Pero había señales preocupantes, como tres demandas durante dos décadas en que se acusó a los hermanos de fraude en la compleja estructura de precios mayoristas de suministros médicos.

En agosto del 2004, Roche Healthcare dejó abruptamente de usar a Pharmed, lo que provocó que la empresa perdiera $300 millones en ingresos anuales. Roche no dio explicación por su decisión pero se reveló en declaraciones judiciales recientes que una auditoría descubrió que los hermanos habían participado en un complejo esquema que usaba mercancía de Roche de una manera que infringía su contrato.

Aproximadamente en la misma época, el abastecedor original de Pharmed, Johnson & Johnson, canceló también su relación con los hermanos, acusándolos de "enriquecimiento injusto'' al recibir $22 millones en devoluciones a las que no tenían derecho.

En el 2007 la cadena de hospitales HCA, uno de los clientes más importantes de Pharmed, canceló sus negocios con la empresa al descubrir una confabulación en la que tres empleados del Kendall Regional Medical Center, de HCA, participaban con Erika Urquiza, vicepresidenta adjunta de Pharmed, en un confabulación en que el hospital le pagaba a Pharmed por suministros médicos que no recibía.

Al ser confrontados por HCA, los hermanos negaron tener conocimiento y culparon a Urquiza y a Fernando de Céspedes, un medio hermano que había fallecido recientemente. En realidad, Jorge de Céspedes había reclutado a Urquiza para el fraude y el hermano muerto no tenía nada que ver en el asunto.

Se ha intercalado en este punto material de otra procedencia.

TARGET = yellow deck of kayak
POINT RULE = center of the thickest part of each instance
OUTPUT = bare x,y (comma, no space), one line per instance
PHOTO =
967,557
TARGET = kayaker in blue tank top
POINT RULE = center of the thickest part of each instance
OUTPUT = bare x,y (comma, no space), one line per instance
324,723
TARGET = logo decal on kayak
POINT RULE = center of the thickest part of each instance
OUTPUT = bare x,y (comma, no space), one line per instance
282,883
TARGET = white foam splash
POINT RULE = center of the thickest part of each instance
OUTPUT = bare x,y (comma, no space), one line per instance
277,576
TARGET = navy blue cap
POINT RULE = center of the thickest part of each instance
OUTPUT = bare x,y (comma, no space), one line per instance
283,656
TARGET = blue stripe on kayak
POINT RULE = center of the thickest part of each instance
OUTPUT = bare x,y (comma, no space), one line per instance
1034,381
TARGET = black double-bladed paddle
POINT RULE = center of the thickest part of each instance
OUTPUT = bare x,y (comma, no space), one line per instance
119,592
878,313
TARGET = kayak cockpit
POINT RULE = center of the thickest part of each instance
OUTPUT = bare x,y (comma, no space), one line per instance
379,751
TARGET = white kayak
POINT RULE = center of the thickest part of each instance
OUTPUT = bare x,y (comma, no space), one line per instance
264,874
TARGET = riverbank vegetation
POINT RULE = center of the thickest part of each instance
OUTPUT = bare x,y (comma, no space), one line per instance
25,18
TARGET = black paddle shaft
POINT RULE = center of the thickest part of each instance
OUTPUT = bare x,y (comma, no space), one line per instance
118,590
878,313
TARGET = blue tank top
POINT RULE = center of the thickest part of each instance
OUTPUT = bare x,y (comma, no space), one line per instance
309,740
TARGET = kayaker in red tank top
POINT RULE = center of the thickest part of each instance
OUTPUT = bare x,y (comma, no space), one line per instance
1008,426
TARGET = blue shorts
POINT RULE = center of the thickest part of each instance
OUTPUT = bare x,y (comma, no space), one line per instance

La pérdida de HCA como cliente fue el golpe de gracia para Pharmed. Se declaró en quiebra en octubre del 2007 y un fideicomisario la cerró.

En julio los hermanos fueron acusados de fraude en el caso del Kendall Regional, así como de evadir impuestos sobre $8 millones en relación con el caso de Roche. En septiembre ambos se declararon culpables y arrepentidos. Carlos llegó a enjugarse las lágrimas con un pañuelo desechable que le dio la jueza.

El miércoles, tanto el fiscal Ryan K. Stumphauzer como la jueza Seitz llamaron la atención sobre el hecho de que los hermanos culparan de los hechos a un familiar fallecido y a un empleado como evidencia de que no aceptaron a tiempo su responsabilidad.

Stumphauzer dijo que acusar a otros fue "lo peor que hicieron''.

Seitz se refirió el martes a la doble cara de los hermanos debido al contraste entre sus buenas obras comunitarias y sus delitos flagrantes.

Pero en sus palabras finales del miércoles, Stumphauzer señaló los 14 años de fraude y una confabulación de varios años contra Roche en que los hermanos desviaron $30 millones de Pharmed a varias compañías fachada y almacenes lejanos.

"Francamente, me parece que el delito es parte íntegra del carácter de los acusados'', dijo el fiscal a la jueza. Agregó que los hermanos tenían "una mentalidad criminal altamente funcional y profundamente enraizada''.